Defendant next argues the trial court erred in considering the uncorroborated testimony of a former drug user and dealer at sentencing. Toni Leonard testified at the sentencing hearing of defendant’s drug-dealing activities; his use of others, including a juvenile, to sell the drugs; and a trip she took with him to purchase a large quantity of cocaine. Defendant notes that Leonard indicated she had sold drugs but did not expect to be charged with any crime. He argues this testimony that she would not be prosecuted gave her a strong motive to testify falsely.

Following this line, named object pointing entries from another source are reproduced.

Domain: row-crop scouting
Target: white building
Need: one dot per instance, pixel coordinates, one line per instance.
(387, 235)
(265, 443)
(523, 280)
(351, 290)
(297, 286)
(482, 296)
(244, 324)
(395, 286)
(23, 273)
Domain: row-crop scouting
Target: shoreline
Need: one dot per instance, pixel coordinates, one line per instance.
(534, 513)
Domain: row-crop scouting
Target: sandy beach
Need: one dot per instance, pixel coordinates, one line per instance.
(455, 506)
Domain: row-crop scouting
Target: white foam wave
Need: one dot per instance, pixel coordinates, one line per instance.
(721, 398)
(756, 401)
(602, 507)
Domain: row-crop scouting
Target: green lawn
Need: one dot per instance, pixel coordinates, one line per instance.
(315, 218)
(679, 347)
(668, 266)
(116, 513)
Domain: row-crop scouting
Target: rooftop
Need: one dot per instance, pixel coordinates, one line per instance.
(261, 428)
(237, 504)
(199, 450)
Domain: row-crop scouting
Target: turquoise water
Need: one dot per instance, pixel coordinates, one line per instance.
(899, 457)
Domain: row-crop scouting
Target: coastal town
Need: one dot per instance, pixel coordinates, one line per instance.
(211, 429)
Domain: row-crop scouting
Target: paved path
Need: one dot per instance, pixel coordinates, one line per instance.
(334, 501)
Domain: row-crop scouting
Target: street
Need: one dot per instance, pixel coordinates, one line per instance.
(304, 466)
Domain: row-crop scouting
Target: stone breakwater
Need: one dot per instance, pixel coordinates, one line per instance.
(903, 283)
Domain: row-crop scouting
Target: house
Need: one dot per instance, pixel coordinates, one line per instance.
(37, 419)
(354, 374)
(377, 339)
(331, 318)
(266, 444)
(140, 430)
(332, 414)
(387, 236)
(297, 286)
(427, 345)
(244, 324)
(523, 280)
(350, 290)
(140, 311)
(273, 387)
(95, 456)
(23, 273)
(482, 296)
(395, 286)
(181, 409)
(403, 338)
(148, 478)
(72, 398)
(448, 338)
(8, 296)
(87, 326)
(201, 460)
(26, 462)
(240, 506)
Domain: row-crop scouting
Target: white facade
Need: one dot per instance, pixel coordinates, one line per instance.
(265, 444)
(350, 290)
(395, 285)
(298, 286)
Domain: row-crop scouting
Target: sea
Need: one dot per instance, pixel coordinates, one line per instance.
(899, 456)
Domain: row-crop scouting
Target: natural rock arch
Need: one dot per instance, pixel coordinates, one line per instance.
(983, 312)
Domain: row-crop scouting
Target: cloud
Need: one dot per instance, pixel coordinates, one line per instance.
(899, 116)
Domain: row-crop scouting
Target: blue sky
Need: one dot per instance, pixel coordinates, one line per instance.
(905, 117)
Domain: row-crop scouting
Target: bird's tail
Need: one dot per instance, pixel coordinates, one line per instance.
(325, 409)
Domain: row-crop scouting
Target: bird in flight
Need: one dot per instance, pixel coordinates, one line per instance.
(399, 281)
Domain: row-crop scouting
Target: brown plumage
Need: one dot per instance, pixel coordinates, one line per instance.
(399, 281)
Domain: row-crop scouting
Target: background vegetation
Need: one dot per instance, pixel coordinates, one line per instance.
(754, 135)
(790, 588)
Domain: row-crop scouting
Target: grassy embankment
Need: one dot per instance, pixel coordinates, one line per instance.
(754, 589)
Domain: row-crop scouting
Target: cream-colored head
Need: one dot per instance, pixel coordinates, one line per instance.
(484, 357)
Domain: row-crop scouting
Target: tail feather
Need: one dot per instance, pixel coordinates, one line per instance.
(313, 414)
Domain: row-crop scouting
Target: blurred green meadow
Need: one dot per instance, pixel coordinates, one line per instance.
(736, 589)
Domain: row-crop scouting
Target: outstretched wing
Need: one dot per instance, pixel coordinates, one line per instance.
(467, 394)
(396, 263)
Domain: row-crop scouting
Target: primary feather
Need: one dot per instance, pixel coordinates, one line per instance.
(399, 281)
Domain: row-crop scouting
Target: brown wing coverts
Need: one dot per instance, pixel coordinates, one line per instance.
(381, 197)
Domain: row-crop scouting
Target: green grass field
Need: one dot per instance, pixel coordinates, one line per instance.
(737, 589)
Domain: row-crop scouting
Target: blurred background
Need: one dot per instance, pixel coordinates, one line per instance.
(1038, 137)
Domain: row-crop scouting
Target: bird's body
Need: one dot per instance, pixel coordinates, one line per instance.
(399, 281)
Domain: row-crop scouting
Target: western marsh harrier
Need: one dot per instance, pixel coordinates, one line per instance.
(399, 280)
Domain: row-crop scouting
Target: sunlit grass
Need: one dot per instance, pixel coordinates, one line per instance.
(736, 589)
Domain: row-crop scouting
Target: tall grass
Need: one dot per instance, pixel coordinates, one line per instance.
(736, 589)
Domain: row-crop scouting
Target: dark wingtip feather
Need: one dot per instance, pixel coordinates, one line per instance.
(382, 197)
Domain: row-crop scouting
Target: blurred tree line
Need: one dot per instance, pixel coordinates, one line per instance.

The prosecutor, in his sentencing argument, repeated Leonard’s testimony that defendant had used a juvenile and numerous others to sell cocaine on a large scale. Defendant contends Leonard’s uncorroborated testimony should not have been considered as an aggravating factor, citing People v. LaPointe (1981), 88 Ill. 2d 482, 498-99, 431 N.E.2d 344, 351. Defendant maintains the trial court has a duty to determine whether the information given at a sentencing hearing is accurate and reliable before using such evidence in aggravation. However, the LaPointe court pointed out that there, sentencing evidence was properly received from a witness who, under the evidence, appeared to have been solicited by the defendant to commit a crime and had been subject to the rigors of cross-examination which greatly promoted the likelihood of the accuracy of that testimony. See also People v. Tompkins (1987), 155 Ill. App. 3d 380, 382, 508 N.E.2d 481, 483.

Here, Leonard’s credibility was impeached by her bias (incentive to help the State) and her admitted prior criminal conduct, but she was under cross-examination and her testimony at sentencing was not uncorroborated. Deputy Swan testified that in his search of *951defendant’s house, he found a large amount of cash, as Toni Leonard had indicated, and the defendant’s guilty plea gave credence to the strength of Leonard’s testimony against him. Moreover, much of Leonard’s sentencing testimony was free of the unreliable hearsay problems involved in People v. Crews (1967), 38 Ill. 2d 331, 231 N.E.2d 451, and People v. Washington (1984), 127 Ill. App. 3d 365, 468 N.E.2d 1285, also cited by the defense.

Finally, defendant contends the trial court failed to adequately consider the mitigating factors of his age, minimal criminal record, and the excessive hardship that a sentence of imprisonment would place upon his family. He notes he was only 22 years old when he committed the present offense; had no juvenile record; both his adult convictions were for nonviolent drug offenses; and he has five children, three of whom rely upon his income for support.

Defendant was convicted of a Class X felony. He was also found to be eligible for an extended-term sentence of up to 60 years’ imprisonment because of his previous conviction for possession of a controlled substance. (See Ill. Rev. Stat. 1989, ch. 38, par. 1005—8— 2(a)(2).) His sentence of 15 years’ imprisonment was within the statutory limits. (See Ill. Rev. Stat. 1989, ch. 38, par. 1005—8—1(a)(3).) In addition, although the court did not expressly indicate its consideration of all mitigating factors and the weight assigned to each, the information on mitigating factors was included in the presentence report. The court indicated it had considered the report. Absent contrary evidence, we presume the trial court considered the mitigating factors. People v. Kyse (1991), 220 Ill. App. 3d 971, 975, 581 N.E.2d 285, 288.

Accordingly, for the reasons stated, the judgment of the trial court is affirmed.

Affirmed.

STEIGMANN, P.J., and LUND, J., concur.